Rick Santorum is running for President. Also, he's terrifying.
Ever since Iowa finished caucusing and Rick Santorum galloped to a narrow second place, the former Pennsylvania Senator has garnered, well, about a metric ton of media that he wasn't getting previously.
But I wanted to bring to your attention to one nugget about Santorum that I haven't heard too many folks talking about. He opposes birth control. Full stop. For single women and for married women alike.
The former Senator doesn't mince words about it either. "One of the things I will talk about, that no president has talked about before, is I think the dangers of contraception in this country. It's not okay. It's . . . counter to how things are supposed to be."

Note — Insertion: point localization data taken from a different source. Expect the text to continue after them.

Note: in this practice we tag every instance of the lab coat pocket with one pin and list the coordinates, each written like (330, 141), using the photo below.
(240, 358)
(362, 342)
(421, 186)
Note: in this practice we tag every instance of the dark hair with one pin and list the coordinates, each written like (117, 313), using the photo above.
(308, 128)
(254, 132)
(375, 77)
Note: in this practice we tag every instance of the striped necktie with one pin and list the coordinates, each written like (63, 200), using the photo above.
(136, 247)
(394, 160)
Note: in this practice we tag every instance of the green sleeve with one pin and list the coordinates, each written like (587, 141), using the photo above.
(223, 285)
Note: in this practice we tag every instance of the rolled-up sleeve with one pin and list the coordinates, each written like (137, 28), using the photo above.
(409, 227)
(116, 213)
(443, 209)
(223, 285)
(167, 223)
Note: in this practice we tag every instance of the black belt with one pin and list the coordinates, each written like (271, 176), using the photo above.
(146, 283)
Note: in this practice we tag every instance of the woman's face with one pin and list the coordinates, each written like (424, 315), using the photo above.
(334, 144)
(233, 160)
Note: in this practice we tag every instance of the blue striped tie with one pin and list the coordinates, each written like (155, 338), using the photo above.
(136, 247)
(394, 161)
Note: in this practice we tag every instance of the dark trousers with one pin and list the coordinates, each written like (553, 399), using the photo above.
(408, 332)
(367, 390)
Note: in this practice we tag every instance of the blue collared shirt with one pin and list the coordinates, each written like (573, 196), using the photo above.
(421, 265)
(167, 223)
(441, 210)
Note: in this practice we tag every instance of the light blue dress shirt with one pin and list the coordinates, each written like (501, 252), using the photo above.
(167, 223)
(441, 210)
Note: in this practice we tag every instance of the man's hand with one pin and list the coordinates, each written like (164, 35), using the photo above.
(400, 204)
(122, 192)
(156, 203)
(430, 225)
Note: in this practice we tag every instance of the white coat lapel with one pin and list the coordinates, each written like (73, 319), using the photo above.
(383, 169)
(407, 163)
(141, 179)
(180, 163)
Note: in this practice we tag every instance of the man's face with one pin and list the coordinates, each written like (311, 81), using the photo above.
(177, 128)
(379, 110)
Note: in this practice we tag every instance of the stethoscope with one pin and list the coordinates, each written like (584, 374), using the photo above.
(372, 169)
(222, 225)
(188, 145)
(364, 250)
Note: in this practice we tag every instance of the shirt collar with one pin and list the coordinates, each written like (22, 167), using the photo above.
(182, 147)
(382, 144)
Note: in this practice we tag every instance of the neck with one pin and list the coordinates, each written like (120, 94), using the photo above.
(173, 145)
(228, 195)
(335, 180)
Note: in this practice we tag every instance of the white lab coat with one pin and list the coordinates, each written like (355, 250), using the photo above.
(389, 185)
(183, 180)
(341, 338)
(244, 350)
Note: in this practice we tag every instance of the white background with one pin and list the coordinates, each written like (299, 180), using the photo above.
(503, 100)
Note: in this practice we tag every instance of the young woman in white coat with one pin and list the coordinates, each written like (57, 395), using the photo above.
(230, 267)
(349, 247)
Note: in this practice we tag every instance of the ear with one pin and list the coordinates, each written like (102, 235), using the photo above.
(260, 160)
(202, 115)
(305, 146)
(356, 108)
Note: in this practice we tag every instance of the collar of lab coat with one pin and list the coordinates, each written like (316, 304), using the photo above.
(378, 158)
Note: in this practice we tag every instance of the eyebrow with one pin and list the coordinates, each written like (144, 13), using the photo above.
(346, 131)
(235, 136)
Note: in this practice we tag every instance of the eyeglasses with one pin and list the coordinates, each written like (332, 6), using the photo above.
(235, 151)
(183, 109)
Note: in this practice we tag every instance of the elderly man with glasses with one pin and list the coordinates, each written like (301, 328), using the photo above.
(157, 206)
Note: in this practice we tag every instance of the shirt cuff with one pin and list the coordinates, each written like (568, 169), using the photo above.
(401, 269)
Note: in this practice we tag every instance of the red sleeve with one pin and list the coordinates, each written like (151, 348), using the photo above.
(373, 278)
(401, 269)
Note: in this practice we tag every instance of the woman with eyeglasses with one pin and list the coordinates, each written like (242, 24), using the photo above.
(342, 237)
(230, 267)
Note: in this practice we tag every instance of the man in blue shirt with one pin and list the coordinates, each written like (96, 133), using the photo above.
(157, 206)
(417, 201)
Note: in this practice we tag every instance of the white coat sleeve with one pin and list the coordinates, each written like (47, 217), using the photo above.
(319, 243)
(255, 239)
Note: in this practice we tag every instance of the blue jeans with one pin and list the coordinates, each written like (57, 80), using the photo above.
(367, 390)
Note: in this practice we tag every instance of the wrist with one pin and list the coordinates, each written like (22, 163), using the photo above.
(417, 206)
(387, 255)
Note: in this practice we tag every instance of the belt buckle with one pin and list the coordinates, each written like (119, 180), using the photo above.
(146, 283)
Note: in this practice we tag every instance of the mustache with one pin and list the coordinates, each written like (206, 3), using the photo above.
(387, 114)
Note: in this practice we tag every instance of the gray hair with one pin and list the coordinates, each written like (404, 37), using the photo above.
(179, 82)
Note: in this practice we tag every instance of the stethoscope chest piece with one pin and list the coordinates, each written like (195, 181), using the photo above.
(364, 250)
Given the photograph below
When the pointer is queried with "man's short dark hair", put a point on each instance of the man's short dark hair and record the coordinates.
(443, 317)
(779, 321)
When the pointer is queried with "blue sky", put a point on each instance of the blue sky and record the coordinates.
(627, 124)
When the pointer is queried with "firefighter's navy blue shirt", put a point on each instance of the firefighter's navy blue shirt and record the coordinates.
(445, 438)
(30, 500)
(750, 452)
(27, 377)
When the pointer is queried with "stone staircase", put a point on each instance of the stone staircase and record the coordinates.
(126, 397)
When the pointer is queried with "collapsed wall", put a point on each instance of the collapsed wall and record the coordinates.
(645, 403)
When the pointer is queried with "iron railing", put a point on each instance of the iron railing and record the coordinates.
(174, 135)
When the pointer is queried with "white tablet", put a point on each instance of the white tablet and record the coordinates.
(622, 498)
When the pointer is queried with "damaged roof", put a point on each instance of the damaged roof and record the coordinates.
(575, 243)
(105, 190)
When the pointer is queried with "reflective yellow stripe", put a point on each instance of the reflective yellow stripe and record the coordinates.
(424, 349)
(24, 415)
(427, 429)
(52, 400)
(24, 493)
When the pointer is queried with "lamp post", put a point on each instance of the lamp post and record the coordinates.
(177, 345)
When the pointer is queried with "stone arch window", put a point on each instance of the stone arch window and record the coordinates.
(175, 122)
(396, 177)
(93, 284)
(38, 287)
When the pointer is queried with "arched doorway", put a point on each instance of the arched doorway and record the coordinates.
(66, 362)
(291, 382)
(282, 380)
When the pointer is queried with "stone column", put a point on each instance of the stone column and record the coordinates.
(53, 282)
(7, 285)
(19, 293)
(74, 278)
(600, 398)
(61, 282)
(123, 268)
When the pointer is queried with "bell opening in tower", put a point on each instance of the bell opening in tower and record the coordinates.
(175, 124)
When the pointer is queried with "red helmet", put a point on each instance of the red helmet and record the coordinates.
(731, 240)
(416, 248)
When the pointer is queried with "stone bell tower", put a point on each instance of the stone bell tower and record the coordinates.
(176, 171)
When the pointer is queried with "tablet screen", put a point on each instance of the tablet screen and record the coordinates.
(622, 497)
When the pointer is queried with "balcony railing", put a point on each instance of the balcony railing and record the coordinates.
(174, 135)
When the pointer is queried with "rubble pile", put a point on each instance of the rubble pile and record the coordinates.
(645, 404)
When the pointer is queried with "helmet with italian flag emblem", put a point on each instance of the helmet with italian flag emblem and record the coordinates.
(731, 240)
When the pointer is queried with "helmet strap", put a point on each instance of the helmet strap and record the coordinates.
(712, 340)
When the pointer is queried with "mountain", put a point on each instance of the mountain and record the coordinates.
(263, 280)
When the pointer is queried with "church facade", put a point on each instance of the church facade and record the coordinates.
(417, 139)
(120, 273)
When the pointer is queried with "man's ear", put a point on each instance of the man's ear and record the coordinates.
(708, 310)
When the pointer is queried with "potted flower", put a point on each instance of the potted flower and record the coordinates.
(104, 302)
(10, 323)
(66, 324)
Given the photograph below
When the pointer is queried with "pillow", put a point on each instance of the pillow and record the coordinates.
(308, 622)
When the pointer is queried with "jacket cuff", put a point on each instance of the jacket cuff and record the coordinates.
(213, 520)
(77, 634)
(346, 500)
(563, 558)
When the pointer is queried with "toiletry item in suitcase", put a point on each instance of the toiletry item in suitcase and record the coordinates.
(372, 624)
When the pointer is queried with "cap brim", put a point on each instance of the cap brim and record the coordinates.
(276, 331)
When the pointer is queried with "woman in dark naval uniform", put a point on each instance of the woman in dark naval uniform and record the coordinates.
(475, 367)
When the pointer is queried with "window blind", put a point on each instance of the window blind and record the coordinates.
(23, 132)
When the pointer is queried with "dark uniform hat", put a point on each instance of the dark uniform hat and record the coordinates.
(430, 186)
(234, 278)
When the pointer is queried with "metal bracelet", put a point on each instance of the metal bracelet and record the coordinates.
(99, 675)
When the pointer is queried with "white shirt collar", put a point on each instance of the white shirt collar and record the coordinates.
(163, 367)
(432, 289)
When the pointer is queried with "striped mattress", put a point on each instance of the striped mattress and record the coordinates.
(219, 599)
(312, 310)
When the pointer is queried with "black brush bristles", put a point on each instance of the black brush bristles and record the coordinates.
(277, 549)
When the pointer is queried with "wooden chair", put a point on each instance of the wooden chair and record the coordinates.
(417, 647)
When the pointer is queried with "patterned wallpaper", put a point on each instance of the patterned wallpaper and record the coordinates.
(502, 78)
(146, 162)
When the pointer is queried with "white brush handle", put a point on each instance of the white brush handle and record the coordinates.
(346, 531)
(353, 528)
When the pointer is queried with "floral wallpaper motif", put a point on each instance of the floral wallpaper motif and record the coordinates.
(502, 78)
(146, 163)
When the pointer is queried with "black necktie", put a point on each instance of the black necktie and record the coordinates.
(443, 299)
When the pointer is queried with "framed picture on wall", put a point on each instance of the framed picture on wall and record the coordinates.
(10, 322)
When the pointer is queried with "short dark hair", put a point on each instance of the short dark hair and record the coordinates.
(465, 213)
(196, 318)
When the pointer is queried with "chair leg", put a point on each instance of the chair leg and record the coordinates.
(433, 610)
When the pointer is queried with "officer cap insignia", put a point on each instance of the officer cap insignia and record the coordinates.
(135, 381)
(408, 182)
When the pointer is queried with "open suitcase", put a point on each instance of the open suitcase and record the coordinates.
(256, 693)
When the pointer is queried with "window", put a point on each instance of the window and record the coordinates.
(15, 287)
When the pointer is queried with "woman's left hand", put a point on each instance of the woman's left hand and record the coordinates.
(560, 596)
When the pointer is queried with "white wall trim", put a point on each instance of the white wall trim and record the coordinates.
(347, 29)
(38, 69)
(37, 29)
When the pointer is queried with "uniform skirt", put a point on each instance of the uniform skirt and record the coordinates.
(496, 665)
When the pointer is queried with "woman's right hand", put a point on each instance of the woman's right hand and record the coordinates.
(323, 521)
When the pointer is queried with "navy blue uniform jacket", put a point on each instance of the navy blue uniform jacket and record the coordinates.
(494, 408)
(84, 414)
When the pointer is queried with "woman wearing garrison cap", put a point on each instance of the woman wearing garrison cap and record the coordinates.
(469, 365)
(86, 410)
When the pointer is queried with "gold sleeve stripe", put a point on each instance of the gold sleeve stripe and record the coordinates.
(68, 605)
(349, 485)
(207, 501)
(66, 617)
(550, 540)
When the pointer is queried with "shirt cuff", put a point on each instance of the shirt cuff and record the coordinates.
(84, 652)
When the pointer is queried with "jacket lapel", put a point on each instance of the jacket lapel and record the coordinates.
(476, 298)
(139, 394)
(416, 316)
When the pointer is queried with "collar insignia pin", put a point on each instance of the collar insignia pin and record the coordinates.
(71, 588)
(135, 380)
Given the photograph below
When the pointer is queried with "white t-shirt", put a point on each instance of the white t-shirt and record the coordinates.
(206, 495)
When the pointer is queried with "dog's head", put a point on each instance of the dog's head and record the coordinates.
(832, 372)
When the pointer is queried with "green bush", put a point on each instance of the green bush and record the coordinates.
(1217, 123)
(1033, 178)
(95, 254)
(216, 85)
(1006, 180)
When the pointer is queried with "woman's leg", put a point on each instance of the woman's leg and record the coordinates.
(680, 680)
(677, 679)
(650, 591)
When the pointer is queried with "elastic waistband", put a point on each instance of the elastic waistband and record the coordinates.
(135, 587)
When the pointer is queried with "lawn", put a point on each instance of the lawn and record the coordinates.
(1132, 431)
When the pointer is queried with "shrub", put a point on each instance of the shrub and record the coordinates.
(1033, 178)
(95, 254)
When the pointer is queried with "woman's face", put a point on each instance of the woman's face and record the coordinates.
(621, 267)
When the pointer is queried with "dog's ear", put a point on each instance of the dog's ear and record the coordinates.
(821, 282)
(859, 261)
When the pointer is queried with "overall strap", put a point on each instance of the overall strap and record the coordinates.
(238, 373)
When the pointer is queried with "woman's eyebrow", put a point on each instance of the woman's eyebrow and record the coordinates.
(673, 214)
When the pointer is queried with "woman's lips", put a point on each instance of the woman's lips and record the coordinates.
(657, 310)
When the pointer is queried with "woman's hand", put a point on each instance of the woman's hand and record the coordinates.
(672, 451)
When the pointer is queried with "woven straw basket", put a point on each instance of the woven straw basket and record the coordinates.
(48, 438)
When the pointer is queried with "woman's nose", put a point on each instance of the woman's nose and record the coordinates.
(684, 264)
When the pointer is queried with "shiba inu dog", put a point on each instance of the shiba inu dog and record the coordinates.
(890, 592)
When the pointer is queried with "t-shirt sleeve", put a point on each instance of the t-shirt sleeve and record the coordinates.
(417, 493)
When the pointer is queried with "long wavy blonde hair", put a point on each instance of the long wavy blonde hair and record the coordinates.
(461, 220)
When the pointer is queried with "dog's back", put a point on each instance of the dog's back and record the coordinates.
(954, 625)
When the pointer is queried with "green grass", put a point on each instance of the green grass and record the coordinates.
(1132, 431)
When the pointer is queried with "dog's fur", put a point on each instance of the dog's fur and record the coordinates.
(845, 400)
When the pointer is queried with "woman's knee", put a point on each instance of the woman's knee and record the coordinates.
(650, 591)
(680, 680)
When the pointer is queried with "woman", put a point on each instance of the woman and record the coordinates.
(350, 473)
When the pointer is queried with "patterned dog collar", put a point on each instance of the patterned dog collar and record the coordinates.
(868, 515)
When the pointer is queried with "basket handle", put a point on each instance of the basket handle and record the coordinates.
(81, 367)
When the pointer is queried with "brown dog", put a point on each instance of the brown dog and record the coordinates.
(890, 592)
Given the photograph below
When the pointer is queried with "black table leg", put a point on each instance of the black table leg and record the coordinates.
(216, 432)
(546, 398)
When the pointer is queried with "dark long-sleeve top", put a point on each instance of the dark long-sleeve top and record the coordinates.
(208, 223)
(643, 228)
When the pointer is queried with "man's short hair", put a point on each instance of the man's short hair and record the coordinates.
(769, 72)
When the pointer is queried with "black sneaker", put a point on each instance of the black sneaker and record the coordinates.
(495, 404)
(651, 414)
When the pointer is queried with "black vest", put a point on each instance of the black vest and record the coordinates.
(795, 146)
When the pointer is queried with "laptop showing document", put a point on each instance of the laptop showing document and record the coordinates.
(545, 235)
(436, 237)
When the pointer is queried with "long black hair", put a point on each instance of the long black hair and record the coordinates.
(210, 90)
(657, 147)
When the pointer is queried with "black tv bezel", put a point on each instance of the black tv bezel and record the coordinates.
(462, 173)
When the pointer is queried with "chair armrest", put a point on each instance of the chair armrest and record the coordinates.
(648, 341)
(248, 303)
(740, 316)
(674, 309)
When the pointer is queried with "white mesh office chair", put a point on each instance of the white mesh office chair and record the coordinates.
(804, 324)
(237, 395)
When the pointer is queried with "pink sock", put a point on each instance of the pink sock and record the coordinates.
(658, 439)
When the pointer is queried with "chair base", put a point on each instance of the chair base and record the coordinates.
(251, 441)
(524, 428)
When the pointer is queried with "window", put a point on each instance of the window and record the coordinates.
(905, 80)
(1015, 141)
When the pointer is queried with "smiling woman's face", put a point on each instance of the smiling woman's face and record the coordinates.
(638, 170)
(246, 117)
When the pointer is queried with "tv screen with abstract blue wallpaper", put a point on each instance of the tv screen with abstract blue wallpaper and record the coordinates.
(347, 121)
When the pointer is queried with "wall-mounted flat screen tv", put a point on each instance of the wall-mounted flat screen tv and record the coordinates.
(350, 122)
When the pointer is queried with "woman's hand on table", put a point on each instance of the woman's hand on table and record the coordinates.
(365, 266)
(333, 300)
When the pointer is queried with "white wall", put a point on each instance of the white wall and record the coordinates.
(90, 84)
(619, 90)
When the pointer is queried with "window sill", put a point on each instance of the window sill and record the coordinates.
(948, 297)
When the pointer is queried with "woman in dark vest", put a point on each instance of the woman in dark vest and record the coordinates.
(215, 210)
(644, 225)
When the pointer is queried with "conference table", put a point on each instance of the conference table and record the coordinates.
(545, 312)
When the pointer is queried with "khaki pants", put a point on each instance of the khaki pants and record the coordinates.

He's also said that as President, he would go about eliminating all federal funding for contraception.
Contraception being the thing that prevents pregnancies. Contraception being the thing that the Supreme Court declared free from states' attempts to ban it -- in 1965. Contraception having been used by ninety-nine percent of sexually active women between the ages of 15 and 44.
Among the myriad horrors of a Santorum Presidency, this one is near the top of the list. And that's because it's just another example of the extremism of the Republican Party. It's just another example of the party's unflinching desire to slash women's rights to bits.
And in a time when our economy remains shaky and women and families remain some of those most affected by it, I can't get my head around the idea that what the country needs is more unwanted pregnancies.
And so, Rick Santorum's positions on women and families can be summed up in just one word. Terrifying. Terrifying in his opinion that it's no big thing to make basic women's healthcare illegal; terrifying in his obliviousness to his own radical positions. Just really, really terrifying.